The GC-mediated inhibition of the ovarian axis is through the generation of free radicals, mainly reactive oxygen species (ROS). Acute and chronic elevation of the level of GC may lead to oxidative stress.[11] GCs impair mitochondrial quality and might be involved in chronic stress conditions leading to neurodegenerative diseases.[12] Hypothyroidism is associated with several menstrual abnormalities, anovulation, and hyperprolactinemia, resulting in a high rate of abortions, premature births, placental rupture, and weight-related neonatal deficits. In addition, there are studies showing that hypothyroidism can affect ovarian morphology (number of ovarian follicles).

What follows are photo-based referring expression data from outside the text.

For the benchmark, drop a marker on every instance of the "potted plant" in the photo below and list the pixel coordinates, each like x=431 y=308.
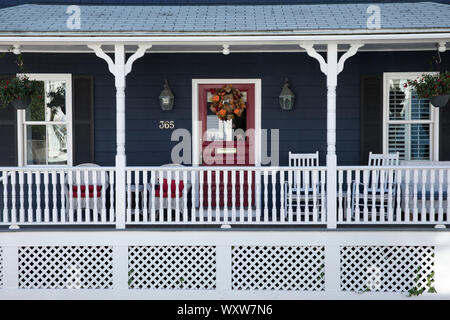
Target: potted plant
x=19 y=91
x=433 y=87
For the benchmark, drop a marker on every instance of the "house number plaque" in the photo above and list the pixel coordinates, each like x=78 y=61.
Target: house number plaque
x=166 y=124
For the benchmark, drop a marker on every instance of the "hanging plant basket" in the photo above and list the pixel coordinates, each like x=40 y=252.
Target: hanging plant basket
x=441 y=101
x=21 y=104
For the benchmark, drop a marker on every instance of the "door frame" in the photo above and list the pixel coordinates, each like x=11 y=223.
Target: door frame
x=195 y=114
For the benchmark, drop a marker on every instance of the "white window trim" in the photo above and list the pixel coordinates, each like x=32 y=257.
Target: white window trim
x=21 y=137
x=434 y=143
x=195 y=115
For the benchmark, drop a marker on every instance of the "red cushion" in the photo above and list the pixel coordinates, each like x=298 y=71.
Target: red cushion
x=173 y=187
x=83 y=191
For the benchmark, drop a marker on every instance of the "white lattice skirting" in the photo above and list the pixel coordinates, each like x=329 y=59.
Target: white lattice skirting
x=224 y=265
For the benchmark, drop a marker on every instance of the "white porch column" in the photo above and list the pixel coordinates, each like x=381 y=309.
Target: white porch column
x=331 y=68
x=120 y=68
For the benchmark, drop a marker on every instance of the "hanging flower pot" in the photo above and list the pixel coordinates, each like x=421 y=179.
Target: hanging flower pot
x=441 y=101
x=21 y=104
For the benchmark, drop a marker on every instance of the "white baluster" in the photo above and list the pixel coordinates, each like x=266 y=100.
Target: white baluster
x=225 y=196
x=297 y=196
x=112 y=177
x=441 y=191
x=169 y=195
x=217 y=184
x=137 y=195
x=201 y=194
x=46 y=198
x=340 y=197
x=13 y=199
x=241 y=196
x=96 y=184
x=30 y=196
x=185 y=195
x=424 y=197
x=128 y=175
x=145 y=195
x=38 y=197
x=348 y=175
x=55 y=199
x=70 y=205
x=87 y=198
x=289 y=195
x=79 y=183
x=432 y=199
x=233 y=195
x=5 y=177
x=274 y=195
x=314 y=190
x=283 y=214
x=152 y=198
x=177 y=196
x=266 y=193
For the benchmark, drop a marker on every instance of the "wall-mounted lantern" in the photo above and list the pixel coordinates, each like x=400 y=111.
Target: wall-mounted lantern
x=287 y=97
x=166 y=98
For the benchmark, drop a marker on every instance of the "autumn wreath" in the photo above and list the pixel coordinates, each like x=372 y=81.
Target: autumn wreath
x=227 y=103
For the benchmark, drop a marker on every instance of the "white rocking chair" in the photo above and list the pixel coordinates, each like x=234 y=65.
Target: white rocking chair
x=378 y=184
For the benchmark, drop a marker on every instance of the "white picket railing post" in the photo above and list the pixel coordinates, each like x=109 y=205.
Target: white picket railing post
x=10 y=263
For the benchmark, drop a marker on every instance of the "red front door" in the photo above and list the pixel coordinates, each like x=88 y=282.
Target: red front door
x=227 y=143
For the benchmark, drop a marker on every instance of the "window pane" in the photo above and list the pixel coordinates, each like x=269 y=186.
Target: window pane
x=420 y=142
x=57 y=144
x=420 y=108
x=398 y=101
x=56 y=101
x=36 y=145
x=397 y=139
x=36 y=110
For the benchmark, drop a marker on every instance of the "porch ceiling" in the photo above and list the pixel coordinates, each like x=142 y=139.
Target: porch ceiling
x=217 y=48
x=325 y=19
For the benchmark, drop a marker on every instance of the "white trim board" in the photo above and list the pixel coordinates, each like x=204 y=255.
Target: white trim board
x=195 y=132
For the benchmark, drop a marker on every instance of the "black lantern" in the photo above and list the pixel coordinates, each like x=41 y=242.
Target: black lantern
x=287 y=97
x=166 y=98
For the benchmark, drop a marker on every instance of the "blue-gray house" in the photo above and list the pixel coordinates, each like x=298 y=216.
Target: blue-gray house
x=177 y=121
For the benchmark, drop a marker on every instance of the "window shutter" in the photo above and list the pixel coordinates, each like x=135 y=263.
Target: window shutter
x=83 y=119
x=444 y=134
x=371 y=116
x=8 y=133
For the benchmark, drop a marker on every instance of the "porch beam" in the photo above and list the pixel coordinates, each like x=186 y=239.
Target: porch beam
x=331 y=68
x=120 y=68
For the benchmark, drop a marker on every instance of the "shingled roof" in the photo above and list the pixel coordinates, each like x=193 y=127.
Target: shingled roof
x=219 y=19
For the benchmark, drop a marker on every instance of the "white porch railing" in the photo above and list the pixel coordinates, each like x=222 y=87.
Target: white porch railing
x=47 y=196
x=220 y=195
x=393 y=195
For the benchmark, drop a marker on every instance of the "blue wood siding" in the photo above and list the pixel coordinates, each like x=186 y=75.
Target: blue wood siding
x=301 y=130
x=6 y=3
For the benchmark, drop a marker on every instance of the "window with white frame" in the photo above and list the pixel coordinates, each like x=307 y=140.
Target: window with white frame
x=45 y=127
x=410 y=123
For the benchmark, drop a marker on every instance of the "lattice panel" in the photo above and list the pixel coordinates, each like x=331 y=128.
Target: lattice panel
x=65 y=268
x=278 y=268
x=385 y=268
x=172 y=267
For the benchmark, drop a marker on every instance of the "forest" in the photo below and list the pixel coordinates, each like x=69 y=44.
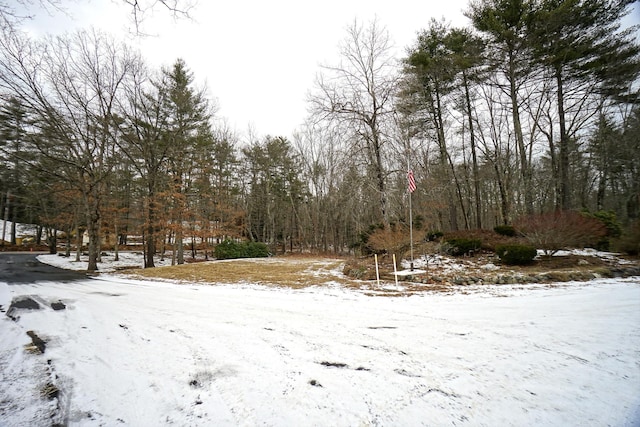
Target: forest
x=533 y=108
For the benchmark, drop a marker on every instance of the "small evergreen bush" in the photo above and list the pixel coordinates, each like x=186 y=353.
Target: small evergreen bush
x=462 y=246
x=516 y=254
x=433 y=235
x=229 y=249
x=505 y=230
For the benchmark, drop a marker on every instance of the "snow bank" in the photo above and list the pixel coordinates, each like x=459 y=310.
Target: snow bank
x=142 y=353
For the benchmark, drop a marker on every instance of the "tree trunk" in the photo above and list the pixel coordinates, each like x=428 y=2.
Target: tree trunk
x=93 y=229
x=565 y=188
x=474 y=157
x=525 y=170
x=150 y=234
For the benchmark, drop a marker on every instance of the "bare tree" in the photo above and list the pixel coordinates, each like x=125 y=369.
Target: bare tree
x=357 y=94
x=71 y=84
x=13 y=12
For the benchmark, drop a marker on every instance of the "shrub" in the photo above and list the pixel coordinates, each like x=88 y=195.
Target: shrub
x=516 y=254
x=256 y=250
x=613 y=228
x=629 y=243
x=505 y=230
x=229 y=249
x=553 y=231
x=433 y=235
x=462 y=246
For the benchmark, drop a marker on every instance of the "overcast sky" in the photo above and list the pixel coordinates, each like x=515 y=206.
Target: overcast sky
x=258 y=58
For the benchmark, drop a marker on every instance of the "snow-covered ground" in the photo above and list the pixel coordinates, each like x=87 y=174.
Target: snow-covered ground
x=140 y=353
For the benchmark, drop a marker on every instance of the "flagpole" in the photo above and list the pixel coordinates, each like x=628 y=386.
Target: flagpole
x=410 y=218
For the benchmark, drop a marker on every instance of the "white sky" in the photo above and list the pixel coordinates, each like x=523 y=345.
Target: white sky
x=258 y=59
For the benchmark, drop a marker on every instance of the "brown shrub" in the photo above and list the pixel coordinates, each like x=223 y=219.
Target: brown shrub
x=393 y=240
x=553 y=231
x=489 y=238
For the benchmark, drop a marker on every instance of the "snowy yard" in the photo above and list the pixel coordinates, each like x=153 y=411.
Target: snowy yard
x=142 y=353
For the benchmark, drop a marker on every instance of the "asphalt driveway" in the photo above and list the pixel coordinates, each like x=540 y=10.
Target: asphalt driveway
x=19 y=268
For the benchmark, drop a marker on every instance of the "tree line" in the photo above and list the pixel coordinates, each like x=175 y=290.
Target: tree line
x=533 y=108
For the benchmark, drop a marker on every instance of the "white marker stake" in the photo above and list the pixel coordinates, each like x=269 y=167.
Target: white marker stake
x=395 y=271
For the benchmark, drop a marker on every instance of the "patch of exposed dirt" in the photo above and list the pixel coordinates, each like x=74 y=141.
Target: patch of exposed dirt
x=441 y=273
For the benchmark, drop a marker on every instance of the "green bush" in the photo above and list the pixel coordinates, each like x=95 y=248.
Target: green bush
x=609 y=220
x=505 y=230
x=629 y=243
x=458 y=247
x=433 y=235
x=229 y=249
x=256 y=250
x=516 y=254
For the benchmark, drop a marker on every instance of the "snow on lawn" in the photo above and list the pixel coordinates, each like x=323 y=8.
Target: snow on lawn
x=145 y=354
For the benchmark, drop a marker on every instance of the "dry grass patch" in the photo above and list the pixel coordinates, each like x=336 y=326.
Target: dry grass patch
x=287 y=271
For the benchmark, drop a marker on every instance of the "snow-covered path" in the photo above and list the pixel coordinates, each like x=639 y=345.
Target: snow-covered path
x=148 y=354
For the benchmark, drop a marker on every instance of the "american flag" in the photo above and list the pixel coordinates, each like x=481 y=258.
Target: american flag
x=412 y=181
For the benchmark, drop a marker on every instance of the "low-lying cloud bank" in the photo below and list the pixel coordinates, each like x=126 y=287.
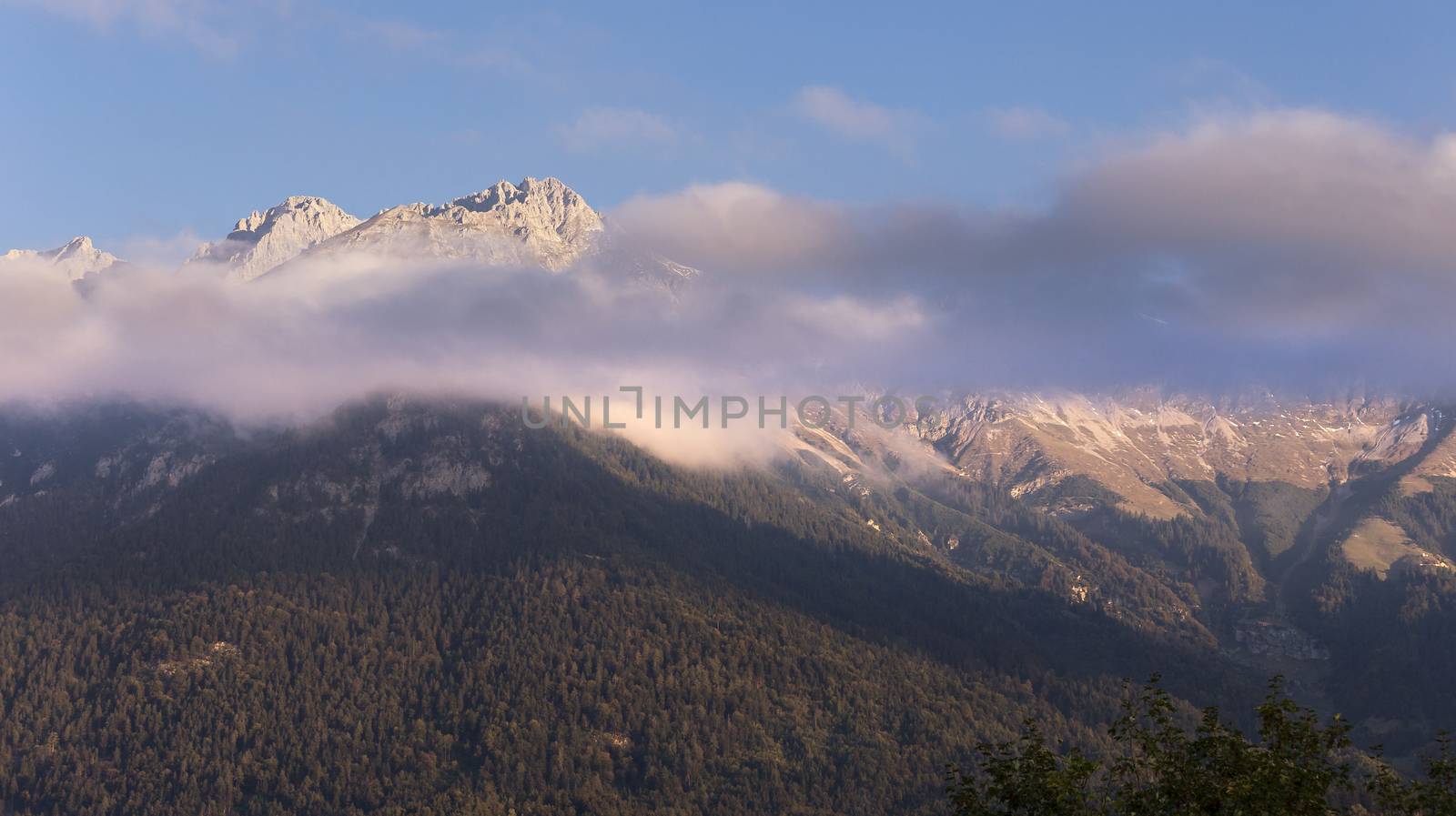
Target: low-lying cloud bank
x=1293 y=247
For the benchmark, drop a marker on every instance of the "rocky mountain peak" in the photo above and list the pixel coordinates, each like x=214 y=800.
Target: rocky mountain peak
x=259 y=242
x=77 y=257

OVARY WITH THE ADRENAL GLAND/HPA AXIS: THE STRESS RESPONSE

There is proof that the HPA axis’s components, which are normally antagonistic, have a conversation with the female reproductive center.[12] Remarkably, there is a strong response in females, and the response is more pronounced due to the presence of estrogen responsive elements in the CRH gene,[10] which renders females more susceptible to disruptive change brought on by stress. Free radical production, particularly that of ROS, is another potential mechanism by which GC mediated regulation of the ovarian axis operates. According to studies, oxidative stress can occur in tissue, including the ovary, as a result of both acute and chronic rise of GC levels.[11] In addition, it is possible that GC receptors contribute to the stress response[13] by affecting the production of ROS and adenosine triphosphate (ATP);[14] this is supported by the finding that GC receptor exists in mitochondria.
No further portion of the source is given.